Return the vcio2 API version. The high word is the major version, the low word the minor version. Currently 0x00000003, i.e. 0.3.
int version = ioctl(vcio2, IOCTL_GET_VCIO_VERSION, 0);
It is a good advice to check the compatibility of the driver version before further use to avoid unexpected results. The inline helper function vcio2_version_is_compatible will do the check:
if (!vcio2_version_is_compatible(version))
// show appropriate error
Allocate GPU memory. The memory is continuous in physical address and taken from the reserved GPU memory pool.
typedef struct { union { struct { unsigned int size; unsigned int alignment; unsigned int flags;
} in; struct { unsigned int handle; } out; }; } vcio_mem_allocate;
vcio_mem_allocate buf;
...
int retval = ioctl(vcio2, IOCTL_MEM_ALLOCATE, &buf);
vcio2 keeps track of the allocated memory chunks. As soon as the vcio2 device is closed or the application terminates. The memory is given back to the GPU memory pool. So remember to keep the device open!
Besides doing all steps of memory allocations manually you may also allocate the memory directly by calling mmap with a NULL pointer.
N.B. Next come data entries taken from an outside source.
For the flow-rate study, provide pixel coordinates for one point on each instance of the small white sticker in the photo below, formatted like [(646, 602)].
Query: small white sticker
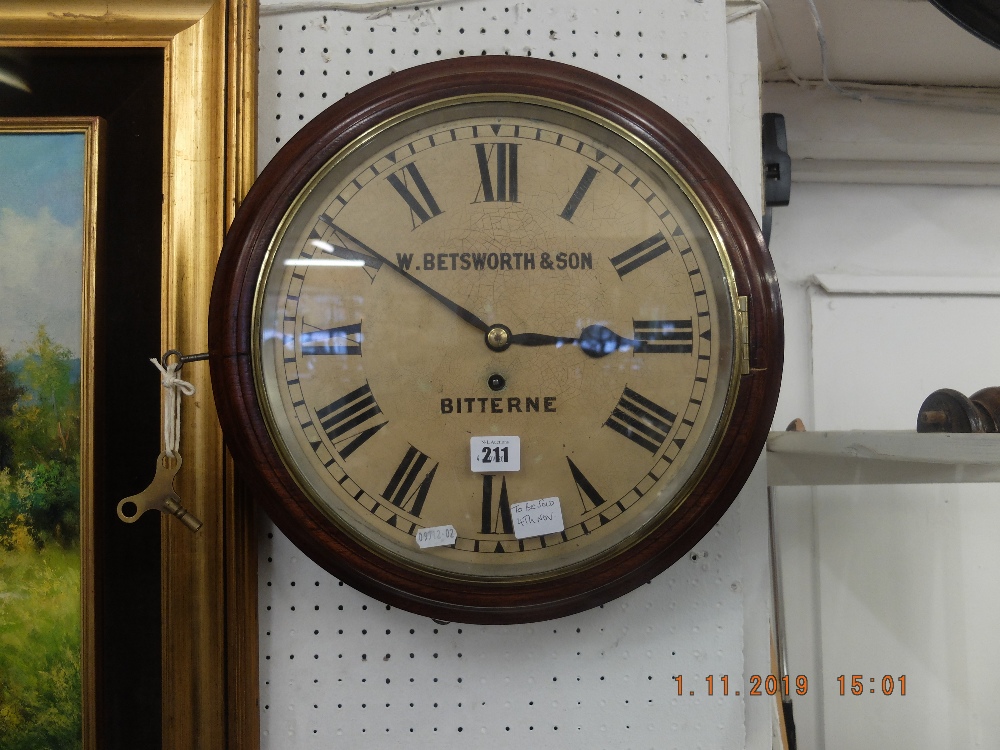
[(436, 536), (537, 517), (496, 453)]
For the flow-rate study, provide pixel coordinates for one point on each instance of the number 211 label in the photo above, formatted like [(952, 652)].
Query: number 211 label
[(496, 453)]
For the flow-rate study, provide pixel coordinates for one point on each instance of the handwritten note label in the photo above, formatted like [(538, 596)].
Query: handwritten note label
[(537, 517), (436, 536), (496, 453)]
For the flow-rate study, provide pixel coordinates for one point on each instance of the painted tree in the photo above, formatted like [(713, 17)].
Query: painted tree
[(45, 434), (10, 392)]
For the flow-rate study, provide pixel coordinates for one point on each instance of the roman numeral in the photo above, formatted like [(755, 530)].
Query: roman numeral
[(640, 254), (423, 208), (581, 190), (642, 421), (663, 336), (400, 490), (496, 515), (334, 240), (341, 418), (584, 488), (499, 159), (340, 340)]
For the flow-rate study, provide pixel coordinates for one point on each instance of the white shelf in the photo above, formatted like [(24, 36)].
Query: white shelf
[(881, 457)]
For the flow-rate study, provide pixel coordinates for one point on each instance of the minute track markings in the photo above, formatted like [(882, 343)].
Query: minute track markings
[(591, 522)]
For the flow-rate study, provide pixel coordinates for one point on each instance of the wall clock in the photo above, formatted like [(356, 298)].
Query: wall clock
[(495, 340)]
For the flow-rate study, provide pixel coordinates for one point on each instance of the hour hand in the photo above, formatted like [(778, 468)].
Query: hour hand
[(595, 341)]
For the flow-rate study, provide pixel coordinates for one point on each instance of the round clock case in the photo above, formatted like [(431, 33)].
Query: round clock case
[(481, 260)]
int retval = ioctl(vcio2, IOCTL_MEM_RELEASE, handle);
Release GPU memory. This also unlocks the memory segment if still locked.
uint32_t addr = handle;
int retval = ioctl(vcio2, IOCTL_MEM_LOCK, &addr);
Lock the memory segment at a physical address.
int retval = ioctl(vcio2, IOCTL_MEM_UNLOCK, handle);
Unlock memory segment and release the binding to a physical address.
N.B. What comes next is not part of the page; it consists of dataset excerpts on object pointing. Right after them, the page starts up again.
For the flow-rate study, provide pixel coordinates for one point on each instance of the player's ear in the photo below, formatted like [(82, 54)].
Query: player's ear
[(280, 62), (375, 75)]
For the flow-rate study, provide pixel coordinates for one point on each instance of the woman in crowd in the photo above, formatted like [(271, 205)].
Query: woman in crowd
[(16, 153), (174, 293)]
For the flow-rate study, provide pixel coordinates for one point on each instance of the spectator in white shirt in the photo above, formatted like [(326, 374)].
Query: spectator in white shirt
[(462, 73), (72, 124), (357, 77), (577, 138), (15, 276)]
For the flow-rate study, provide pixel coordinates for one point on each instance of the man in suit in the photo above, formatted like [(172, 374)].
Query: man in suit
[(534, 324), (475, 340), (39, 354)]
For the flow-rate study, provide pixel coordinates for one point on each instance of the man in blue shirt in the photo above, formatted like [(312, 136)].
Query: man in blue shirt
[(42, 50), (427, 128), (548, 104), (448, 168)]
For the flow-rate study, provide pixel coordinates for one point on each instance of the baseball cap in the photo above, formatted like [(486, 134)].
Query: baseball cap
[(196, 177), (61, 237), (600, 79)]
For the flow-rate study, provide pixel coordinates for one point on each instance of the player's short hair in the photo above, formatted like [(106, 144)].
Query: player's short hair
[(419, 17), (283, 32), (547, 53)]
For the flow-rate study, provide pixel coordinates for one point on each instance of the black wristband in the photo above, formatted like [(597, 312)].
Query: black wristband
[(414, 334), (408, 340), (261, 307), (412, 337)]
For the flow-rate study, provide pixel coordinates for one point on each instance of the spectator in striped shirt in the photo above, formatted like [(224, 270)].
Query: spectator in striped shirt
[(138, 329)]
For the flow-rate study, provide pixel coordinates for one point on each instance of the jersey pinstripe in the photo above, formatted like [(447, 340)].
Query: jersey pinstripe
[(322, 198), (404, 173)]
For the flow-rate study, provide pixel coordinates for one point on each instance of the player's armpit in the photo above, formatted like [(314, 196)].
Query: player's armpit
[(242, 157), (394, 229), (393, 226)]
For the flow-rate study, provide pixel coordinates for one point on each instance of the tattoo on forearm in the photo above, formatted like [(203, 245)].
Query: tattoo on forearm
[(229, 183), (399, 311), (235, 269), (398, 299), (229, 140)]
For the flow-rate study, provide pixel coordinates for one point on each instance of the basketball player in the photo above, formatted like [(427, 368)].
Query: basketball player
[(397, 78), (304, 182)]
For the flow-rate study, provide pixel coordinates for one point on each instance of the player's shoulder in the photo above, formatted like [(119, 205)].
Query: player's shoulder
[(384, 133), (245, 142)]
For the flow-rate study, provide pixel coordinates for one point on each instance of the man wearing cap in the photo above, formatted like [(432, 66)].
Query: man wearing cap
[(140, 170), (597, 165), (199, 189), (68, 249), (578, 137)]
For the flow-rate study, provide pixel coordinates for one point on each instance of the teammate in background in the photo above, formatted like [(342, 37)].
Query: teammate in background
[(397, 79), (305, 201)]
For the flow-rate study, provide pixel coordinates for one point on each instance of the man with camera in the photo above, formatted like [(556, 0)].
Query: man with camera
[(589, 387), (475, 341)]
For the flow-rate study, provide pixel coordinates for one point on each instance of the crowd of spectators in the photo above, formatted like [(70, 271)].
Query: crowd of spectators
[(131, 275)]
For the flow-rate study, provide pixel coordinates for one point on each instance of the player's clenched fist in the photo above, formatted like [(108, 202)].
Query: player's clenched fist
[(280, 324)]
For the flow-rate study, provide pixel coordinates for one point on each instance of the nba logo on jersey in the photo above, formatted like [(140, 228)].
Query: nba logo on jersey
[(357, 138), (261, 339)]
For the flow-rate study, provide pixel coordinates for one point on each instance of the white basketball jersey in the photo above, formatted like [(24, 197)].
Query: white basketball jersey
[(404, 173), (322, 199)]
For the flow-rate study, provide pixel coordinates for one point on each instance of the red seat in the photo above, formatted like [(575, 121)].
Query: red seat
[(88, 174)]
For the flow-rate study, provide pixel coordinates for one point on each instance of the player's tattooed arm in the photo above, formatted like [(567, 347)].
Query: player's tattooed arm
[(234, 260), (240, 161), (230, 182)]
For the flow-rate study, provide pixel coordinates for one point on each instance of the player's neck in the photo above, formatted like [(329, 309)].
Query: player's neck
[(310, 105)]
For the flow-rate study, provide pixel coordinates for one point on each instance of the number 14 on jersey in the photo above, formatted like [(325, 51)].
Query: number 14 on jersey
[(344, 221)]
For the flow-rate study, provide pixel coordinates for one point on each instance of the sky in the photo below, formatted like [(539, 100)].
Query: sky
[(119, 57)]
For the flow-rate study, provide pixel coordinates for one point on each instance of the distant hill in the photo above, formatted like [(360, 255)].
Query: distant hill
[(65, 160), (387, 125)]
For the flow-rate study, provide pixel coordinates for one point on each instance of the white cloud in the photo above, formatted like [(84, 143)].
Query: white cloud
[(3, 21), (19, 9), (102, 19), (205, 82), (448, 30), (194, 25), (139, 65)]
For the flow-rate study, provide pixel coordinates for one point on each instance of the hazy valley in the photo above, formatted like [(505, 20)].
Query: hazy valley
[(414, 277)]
Note that unlocking memory has the side effect of invalidation of all memory mappings that refer to this segment. vcio removes the corresponding PTEs from your process so you will get a bus error when you try to access a virtual address formerly mapped to this memory block.
Query information about a memory allocation.
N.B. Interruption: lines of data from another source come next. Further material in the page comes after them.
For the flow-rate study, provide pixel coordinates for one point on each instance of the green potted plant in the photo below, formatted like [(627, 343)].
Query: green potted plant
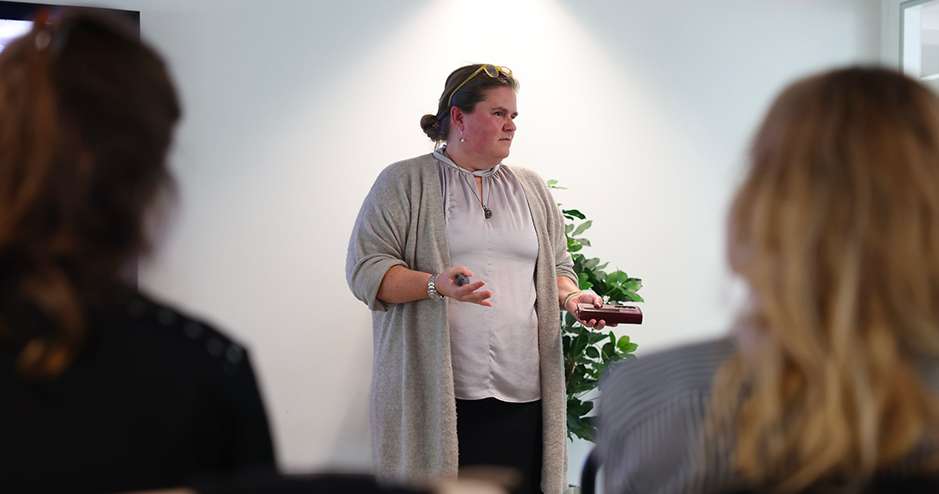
[(587, 351)]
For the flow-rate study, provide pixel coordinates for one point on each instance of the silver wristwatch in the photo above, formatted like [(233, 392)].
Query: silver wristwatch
[(432, 289)]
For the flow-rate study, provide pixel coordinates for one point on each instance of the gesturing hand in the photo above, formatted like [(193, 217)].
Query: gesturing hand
[(586, 298), (446, 285)]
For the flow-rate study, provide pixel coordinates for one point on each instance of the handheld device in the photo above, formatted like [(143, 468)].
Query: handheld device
[(612, 314)]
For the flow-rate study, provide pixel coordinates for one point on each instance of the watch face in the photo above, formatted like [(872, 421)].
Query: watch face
[(432, 289)]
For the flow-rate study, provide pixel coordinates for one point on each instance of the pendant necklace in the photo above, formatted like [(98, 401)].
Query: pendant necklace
[(486, 211)]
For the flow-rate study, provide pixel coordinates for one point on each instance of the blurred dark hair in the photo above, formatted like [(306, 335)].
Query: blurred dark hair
[(437, 127), (86, 118)]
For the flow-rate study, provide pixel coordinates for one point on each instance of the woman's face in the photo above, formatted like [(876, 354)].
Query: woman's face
[(489, 130)]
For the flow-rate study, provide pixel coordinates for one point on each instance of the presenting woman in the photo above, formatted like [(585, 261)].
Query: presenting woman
[(464, 263)]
typedef struct { unint32_t handle;
unint32_t bus_addr;
void* virt_addr;
unint32_t size; } vcio_mem_query;
vcio_mem_query buf;
...
int retval = ioctl(vcio2, IOCTL_MEM_QUERY, &buf);
All fields in vcio_mem_query are optional on input. Simply leave the unneeded fields zero. The driver will fill all missing values on successful return. At least one of handle, bus_addr or virt_addr should be filled or you will get EINVAL. EINVAL is also returned when the supplied address or handle does not belong to an memory allocation made via the same device file handle.
You may also pass a memory address from within an allocated area. In this case the driver will change the address to the
beginning of the area. This applies to bus_addr and virt_addr as well.
I.e. the driver will never return partial memory segments. But it depends on the kind of the query what is considered a memory
segment. If you ask for a virtual address you may get smaller chunks because virtual address mappings could cover only a part
of an allocated memory segment. In this case the returned bus_addr may not match the start of the returned handle
but will match the returned start of virt_addr instead.
If you specify size on input the entire range from the start address must be within the same memory segment,
otherwise the driver returns EINVAL. This could be used to verify if an address range is valid.
The same applies if you supply multiple fields, e.g. handle and bus_addr. If they do not match you'll get
EINVAL.
To be able to access the GPU memory from the ARM cortex you will need map the memory into you physical address space. Simply use mmap with the vcio2 device handle for this purpose.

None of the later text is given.